Saturday, September 27, 2008

Freedom to Read

I've been contacted by an organization trolling for "Banned Book Week" entries on the Internet, and I've been given important news.

Apparently, I don't love my children. Or any children. Or even the U.S. Supreme Court. Maybe even America. And I certainly do not love God. (Wow, and I didn't even realize She was in the mix.)

The gist of the comment was that some children don't need to read some books. You know what? That's right. However, that's for their parents or guardians to decide.

When I was a child, my parents saw every book I was reading. Only once did Mom suggest I wait until I was older to read one book. (Helter Skelter really was a little intense for a 10-year-old.)

But here's the important thing to remember: I walked out of the library with the book.

It is not up to librarians, or committees, or mayors, or the government to decide what I can read. It's up to me and, if I am of an age, my parents.

Are there some books that children shouldn't read? Are there some books I read before I should have? Are there some books that contain objectionable material? Are there some books that shouldn't even see the light of day?

As my grandmother would have said, "Oh, jes."

But woe to the librarian or government official who tries to tell my children, my husband, or me whether we may read it.
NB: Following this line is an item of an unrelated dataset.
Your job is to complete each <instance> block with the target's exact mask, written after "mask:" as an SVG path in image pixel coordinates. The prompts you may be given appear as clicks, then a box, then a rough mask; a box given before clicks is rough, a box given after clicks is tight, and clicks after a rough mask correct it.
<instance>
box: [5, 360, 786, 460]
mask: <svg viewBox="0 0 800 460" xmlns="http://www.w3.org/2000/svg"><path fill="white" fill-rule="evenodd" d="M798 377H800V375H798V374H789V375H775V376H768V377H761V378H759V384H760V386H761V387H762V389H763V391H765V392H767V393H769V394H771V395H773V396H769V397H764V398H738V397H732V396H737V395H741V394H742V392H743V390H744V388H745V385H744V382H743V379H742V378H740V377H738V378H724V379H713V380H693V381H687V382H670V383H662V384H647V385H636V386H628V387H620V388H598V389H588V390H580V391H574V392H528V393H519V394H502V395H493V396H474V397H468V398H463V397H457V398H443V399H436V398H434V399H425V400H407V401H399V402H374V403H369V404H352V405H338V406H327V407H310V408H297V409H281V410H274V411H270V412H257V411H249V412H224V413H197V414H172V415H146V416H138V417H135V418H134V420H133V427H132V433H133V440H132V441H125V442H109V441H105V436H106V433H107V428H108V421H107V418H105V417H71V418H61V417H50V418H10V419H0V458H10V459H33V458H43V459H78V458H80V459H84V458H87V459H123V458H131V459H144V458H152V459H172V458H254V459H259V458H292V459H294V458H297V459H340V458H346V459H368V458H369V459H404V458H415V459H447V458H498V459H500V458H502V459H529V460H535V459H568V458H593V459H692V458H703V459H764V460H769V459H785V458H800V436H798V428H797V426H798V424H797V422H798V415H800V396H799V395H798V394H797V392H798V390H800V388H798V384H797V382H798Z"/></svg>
Finally, should objectionable materials be in libraries? (I think that's the key issue for the group that tried to re-educate me.) And I phrase my answer in the form of a question: what's objectionable? I find Holocaust deniers objectionable and obscene. You may consider it fact. I like dinosaur books. You might think that's fiction and a challenge to your faith.

We can agree on some things that are unsuitable for the library. (My re-educators cited the U.S. Supreme Court, which has addressed this issue and established some guidelines, a good place to start.) The rest, let us decide for ourselves. I'll take care of my family. You take care of yours.